Here is what happened with the runtime. The stated power is the runtime of the highest-order loop, and I naively assumed that because this gave the overall runtime in >>36, it will continue to do so in >>67. This assumption was false.
In >>36 the highest-order loop folds second-order S-groups. It continues until eventually one of the second-order S-groups doesn't fit because there aren't enough first-order S-groups left to fill it up. The number of passes through the loop is proportional to n^(1/4), and the number of first-order S-groups that the unsatisfied final second-order S-group wanted to consume is also proportional to n^(1/4). These match up nicely here but not in >>67. The number of first-order S-groups that the unsatisfied final second-order S-group had available gives the number of passes through the second 'while' loop of >>36. This 'while' loop will fold the remaining first-order S-groups one by one. Both loops having O(n^(1/4)) passes the overall runtime is O(n^(1/4)).
But in >>67 this chain of reasoning only holds for the first two 'while' loops. The first one folds G3s until a final G3 wants more G2s than are left. The number of passes is O(n^(1/8)), and so is the number of leftover G2s. The latter gives the number of passes through the second 'while' loop.

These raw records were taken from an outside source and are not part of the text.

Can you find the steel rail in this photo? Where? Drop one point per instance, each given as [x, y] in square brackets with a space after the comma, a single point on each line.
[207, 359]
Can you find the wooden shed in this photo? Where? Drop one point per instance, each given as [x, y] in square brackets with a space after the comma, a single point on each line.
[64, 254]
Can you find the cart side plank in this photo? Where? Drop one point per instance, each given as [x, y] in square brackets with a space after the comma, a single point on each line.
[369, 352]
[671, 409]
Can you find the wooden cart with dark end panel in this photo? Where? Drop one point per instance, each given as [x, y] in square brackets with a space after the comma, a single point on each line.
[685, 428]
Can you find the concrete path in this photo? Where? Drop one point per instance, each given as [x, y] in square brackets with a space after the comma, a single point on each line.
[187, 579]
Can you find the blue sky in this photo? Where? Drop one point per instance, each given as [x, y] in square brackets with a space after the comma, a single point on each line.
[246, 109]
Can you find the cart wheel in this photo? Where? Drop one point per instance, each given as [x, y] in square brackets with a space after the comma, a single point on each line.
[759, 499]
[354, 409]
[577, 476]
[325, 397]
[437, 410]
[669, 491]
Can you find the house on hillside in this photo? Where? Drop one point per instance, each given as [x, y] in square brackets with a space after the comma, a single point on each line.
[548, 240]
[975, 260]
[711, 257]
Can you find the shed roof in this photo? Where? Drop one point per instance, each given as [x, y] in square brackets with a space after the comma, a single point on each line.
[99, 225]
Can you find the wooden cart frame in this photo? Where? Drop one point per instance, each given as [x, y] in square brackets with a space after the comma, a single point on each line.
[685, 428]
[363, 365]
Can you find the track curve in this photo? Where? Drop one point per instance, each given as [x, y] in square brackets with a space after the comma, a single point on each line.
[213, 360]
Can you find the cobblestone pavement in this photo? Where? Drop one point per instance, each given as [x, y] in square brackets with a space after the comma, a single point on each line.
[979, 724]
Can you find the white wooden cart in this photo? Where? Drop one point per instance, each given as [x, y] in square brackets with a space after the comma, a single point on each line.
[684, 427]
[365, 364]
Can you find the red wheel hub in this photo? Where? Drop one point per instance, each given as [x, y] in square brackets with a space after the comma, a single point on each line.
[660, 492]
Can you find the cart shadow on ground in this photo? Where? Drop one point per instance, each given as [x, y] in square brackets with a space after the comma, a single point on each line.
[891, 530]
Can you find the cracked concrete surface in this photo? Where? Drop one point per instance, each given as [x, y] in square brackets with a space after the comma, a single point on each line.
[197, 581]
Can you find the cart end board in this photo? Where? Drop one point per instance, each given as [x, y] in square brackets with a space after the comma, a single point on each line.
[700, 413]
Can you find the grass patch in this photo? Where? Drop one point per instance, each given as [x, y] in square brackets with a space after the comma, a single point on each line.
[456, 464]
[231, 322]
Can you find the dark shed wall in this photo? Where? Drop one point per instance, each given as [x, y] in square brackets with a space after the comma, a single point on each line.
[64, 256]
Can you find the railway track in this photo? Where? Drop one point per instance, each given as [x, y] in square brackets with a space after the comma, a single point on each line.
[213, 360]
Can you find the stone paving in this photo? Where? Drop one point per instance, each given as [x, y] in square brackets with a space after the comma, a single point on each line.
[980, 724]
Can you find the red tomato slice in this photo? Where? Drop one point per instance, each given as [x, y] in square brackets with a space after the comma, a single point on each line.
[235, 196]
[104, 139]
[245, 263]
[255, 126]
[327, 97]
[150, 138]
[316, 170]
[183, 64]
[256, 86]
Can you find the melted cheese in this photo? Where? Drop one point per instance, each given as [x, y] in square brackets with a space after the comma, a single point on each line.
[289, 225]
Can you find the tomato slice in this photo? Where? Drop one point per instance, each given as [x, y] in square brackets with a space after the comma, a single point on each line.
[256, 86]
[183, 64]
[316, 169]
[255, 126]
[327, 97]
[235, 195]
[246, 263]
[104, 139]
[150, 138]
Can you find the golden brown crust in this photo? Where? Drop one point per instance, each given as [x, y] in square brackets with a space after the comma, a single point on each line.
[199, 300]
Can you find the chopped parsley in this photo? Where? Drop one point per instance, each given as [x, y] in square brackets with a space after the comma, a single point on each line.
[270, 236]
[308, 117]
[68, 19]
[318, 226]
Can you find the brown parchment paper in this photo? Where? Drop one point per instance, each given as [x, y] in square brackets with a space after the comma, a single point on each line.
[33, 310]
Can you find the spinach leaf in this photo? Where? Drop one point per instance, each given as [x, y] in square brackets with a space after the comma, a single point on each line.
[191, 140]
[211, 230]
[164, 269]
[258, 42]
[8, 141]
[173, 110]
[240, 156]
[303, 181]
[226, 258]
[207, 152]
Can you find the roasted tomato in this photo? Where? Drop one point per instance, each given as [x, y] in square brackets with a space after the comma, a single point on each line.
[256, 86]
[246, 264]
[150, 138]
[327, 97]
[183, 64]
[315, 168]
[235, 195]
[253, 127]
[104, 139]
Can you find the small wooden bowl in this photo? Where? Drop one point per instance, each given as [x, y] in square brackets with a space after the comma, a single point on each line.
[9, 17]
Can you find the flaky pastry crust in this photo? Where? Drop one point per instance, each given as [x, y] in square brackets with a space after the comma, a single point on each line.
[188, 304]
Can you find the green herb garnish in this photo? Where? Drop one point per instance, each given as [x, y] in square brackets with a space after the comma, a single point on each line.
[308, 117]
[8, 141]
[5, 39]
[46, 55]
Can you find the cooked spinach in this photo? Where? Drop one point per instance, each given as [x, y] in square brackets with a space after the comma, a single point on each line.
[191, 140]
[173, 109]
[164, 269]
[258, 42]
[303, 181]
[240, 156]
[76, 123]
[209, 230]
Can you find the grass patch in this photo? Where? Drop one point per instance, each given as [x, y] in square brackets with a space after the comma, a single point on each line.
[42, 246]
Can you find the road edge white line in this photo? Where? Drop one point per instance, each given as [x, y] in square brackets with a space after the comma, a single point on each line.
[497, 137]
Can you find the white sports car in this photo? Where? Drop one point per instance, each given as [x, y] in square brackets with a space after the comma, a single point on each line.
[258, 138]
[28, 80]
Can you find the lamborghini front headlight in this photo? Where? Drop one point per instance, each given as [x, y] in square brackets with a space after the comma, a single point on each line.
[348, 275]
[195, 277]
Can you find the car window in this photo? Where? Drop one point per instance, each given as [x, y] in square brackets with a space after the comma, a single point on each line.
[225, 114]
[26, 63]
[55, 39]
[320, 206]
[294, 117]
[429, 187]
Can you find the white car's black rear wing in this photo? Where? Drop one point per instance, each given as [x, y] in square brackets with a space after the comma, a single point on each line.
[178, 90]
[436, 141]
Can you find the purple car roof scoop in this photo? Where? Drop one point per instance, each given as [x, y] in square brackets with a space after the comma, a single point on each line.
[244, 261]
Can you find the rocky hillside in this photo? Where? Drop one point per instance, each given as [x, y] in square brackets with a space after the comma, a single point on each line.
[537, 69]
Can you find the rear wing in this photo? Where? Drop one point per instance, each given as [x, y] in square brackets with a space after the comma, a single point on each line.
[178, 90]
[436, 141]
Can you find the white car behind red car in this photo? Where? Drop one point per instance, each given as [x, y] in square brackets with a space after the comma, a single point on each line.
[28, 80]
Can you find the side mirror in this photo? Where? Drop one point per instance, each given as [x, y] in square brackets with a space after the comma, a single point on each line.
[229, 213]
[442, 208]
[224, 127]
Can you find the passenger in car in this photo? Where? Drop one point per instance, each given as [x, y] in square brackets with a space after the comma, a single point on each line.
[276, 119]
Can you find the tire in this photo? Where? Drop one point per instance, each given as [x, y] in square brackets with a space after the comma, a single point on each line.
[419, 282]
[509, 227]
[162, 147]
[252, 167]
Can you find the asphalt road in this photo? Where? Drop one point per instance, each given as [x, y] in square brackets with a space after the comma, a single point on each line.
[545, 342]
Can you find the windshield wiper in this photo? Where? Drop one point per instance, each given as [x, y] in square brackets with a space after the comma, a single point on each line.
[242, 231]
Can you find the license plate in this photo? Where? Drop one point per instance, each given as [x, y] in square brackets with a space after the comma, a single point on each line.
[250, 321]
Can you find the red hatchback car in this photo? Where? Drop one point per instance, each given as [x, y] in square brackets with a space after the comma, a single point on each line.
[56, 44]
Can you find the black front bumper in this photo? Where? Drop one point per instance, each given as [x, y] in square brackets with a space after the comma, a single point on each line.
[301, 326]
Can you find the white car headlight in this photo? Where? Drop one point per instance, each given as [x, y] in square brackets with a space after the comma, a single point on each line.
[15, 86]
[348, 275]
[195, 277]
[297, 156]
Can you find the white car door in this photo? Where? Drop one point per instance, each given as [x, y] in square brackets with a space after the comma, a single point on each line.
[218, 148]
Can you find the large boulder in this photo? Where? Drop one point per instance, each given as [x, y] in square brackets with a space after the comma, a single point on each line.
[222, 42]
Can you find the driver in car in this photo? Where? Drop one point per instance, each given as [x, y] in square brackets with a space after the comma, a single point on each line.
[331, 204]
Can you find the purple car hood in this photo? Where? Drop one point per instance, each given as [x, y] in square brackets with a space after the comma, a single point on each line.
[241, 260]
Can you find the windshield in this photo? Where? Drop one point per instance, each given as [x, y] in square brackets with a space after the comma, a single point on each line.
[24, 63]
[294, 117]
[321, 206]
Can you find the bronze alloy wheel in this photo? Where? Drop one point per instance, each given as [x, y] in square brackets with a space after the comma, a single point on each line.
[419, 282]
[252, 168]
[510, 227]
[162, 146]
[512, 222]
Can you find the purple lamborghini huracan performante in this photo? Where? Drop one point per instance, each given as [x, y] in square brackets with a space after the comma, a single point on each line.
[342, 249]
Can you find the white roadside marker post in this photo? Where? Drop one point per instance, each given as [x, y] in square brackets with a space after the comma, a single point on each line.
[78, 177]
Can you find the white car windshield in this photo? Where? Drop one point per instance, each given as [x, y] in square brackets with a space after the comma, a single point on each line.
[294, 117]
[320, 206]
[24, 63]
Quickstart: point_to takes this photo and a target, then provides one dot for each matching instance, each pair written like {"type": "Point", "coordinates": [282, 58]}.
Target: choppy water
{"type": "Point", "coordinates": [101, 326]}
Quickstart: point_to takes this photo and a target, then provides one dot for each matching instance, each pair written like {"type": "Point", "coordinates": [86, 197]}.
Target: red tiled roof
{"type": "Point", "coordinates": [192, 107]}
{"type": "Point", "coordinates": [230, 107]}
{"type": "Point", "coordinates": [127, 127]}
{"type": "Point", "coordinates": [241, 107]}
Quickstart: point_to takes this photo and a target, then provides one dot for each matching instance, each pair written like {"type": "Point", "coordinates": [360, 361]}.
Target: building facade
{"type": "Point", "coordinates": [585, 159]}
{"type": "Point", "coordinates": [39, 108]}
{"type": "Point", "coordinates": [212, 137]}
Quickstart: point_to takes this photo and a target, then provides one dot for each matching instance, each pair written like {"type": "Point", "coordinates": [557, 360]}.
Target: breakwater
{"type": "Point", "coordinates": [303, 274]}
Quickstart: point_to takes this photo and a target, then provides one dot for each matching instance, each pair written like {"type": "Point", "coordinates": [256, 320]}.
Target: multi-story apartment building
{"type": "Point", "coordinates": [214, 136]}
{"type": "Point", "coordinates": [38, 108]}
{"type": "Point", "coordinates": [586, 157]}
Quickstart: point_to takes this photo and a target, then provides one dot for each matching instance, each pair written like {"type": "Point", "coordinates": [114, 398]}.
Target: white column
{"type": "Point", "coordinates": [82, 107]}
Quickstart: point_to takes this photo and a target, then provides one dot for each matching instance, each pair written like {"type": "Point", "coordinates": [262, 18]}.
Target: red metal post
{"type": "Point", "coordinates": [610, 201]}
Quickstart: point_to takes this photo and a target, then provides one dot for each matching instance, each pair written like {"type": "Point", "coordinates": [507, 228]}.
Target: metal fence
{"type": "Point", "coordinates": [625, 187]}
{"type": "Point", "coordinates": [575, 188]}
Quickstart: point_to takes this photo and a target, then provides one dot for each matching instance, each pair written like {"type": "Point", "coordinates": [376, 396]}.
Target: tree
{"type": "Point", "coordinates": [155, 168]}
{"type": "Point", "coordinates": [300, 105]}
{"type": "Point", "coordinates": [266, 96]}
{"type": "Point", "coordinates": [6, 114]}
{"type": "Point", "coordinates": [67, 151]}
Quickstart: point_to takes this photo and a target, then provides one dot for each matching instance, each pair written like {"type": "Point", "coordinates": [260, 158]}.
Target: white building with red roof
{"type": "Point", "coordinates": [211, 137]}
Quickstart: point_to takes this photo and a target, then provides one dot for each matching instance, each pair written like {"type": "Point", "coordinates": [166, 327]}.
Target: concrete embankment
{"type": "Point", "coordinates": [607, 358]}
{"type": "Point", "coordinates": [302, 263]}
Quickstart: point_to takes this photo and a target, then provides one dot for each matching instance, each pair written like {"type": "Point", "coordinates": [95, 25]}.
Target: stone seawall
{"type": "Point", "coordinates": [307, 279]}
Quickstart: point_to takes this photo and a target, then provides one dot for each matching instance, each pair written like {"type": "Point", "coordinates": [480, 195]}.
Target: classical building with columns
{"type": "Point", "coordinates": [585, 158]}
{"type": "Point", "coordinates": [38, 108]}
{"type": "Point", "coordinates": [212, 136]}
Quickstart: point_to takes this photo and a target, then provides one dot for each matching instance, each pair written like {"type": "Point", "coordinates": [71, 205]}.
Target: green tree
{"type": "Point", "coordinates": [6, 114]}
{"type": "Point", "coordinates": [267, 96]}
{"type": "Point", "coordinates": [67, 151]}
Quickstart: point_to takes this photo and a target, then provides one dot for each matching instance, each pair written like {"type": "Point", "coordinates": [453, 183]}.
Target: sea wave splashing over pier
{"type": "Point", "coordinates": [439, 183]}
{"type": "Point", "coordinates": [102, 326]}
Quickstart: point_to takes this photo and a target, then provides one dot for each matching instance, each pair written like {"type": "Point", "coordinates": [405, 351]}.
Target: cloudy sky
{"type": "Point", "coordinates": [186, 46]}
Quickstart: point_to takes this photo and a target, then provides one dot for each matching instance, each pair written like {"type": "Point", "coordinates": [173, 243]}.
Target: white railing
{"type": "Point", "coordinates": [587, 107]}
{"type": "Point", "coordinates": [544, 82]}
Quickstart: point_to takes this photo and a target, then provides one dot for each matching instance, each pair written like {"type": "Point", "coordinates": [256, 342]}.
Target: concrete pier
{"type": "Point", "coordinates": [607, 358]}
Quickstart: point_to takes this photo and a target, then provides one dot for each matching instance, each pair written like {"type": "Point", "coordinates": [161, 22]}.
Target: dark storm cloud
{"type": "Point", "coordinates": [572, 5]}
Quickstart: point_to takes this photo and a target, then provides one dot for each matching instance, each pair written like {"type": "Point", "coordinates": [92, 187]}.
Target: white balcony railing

This loop folds the remaining G2s one by one. Eventually a final G2 doesn't fit, not having enough G1s left to fill it up. The remaining G1s are consumed by the third loop one by one. However, groups contain each other via a chain of square roots, and expand back into each other as squares. So the number of leftover G1s is now O(n^(1/4)), and thus the third loop degrades the overall runtime back to O(n^(1/4)).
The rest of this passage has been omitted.